Tool: Gem: Genome Wide Event Finding And Motif Discovery
gravatar for Ian
8.2 years ago by
University of Manchester, UK
Ian5.7k wrote:

GEM: Genome wide Event finding and Motif discovery



High Resolution Genome Wide Binding Event Finding and Motif Discovery Reveals Transcription Factor Spatial Binding Constraints. Yuchun Guo, Shaun Mahony & David K Gifford, (2012) PLoS Computational Biology 8(8): e1002638.

In the authors' own words:

"GEM is a software tool to study protein-DNA interaction using ChIP-seq/ChIP-exo data. GEM links binding event discovery and motif discovery with positional priors in the context of a generative probabilistic model of ChIP data and genome sequence, resolves ChIP data into explanatory motifs and binding events at unsurpassed spatial resolution."

My summary:

A typical application of motif discovery is to identify short words (or patterns) of DNA sequence that indicate, e.g. where a DNA binding protein binds the genome. Typically the input to this class of programs is a set of short (e.g. 200bp) DNA sequences that come from a ChIP-seq or ChIP-chip experiment. The selection of the length and number of sequences if often very dependent on a whole series of decisions, such as threshold levels during the ChIP-seq "peak calling" step. Many web tools are often constrain the length and number of input sequences.

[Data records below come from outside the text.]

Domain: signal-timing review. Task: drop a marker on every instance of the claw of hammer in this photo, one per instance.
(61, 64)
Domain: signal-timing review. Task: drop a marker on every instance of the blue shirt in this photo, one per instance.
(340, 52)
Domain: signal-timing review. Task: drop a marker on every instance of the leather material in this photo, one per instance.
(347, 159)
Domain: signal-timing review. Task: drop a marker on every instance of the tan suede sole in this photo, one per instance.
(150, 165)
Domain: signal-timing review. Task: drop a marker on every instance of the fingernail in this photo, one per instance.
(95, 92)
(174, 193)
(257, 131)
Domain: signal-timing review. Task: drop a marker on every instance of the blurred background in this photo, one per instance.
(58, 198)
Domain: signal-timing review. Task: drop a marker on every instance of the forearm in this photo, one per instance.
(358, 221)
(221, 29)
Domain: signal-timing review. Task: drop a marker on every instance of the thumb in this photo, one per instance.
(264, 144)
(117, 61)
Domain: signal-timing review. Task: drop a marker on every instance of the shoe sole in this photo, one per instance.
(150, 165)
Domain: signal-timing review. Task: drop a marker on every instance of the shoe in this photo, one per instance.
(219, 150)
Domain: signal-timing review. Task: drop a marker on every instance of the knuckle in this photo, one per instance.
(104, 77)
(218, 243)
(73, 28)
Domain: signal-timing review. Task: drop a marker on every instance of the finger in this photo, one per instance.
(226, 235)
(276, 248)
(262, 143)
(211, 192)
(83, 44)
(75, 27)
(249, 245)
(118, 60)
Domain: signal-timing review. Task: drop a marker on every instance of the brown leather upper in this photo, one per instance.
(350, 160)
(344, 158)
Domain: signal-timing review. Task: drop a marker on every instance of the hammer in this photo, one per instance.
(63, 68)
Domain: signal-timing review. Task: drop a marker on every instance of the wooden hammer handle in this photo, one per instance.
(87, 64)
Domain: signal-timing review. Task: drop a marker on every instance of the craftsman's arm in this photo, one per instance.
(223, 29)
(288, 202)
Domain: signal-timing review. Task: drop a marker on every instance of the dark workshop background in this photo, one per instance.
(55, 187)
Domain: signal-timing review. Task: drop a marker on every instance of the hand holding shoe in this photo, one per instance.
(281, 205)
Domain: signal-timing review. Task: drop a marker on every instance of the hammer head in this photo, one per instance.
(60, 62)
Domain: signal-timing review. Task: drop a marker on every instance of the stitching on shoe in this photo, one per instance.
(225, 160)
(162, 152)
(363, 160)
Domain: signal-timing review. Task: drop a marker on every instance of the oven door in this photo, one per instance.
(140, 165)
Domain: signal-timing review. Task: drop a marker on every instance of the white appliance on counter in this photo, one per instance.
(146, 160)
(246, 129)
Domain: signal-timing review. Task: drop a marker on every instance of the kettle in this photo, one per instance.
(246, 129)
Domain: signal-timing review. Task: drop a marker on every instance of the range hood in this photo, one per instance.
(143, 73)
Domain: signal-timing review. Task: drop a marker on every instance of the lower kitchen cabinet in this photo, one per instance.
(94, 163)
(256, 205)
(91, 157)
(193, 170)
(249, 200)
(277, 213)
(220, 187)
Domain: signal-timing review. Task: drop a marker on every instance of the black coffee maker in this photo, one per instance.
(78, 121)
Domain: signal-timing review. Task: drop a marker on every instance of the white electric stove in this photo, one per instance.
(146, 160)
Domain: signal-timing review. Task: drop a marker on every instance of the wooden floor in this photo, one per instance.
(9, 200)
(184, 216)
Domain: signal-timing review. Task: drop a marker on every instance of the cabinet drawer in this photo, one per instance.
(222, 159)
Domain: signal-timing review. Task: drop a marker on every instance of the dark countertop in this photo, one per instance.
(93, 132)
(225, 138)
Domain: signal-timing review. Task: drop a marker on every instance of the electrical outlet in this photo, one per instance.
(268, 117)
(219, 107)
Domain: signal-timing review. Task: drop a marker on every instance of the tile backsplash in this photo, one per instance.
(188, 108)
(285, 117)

GEM is something new in motif discovery analysis, as it does not require decisions to be made about the sequences to analyse. GEM takes as input the mapped reads from a ChIP-seq experiment and set of control reads if these are present (which they should - my opinion). EDIT: It will then call binding events and discover motifs around the predicted binding sites.

Apart from identifying motifs of interest the tool will also identify patterns of spatial distribution between identified motifs. E.g. if three motifs are discovered GEM will identify patterns of binding between the primary motif (potentially homo-dimer binding) and compare the second and third motif to the primary motif, which can lead to the discovery of co-operative binding events.

I have just touched the surface, so look at the website and read the paper!

The authors are responsive and GEM is already on version 1.1. I at least hope this tool will continue to be developed.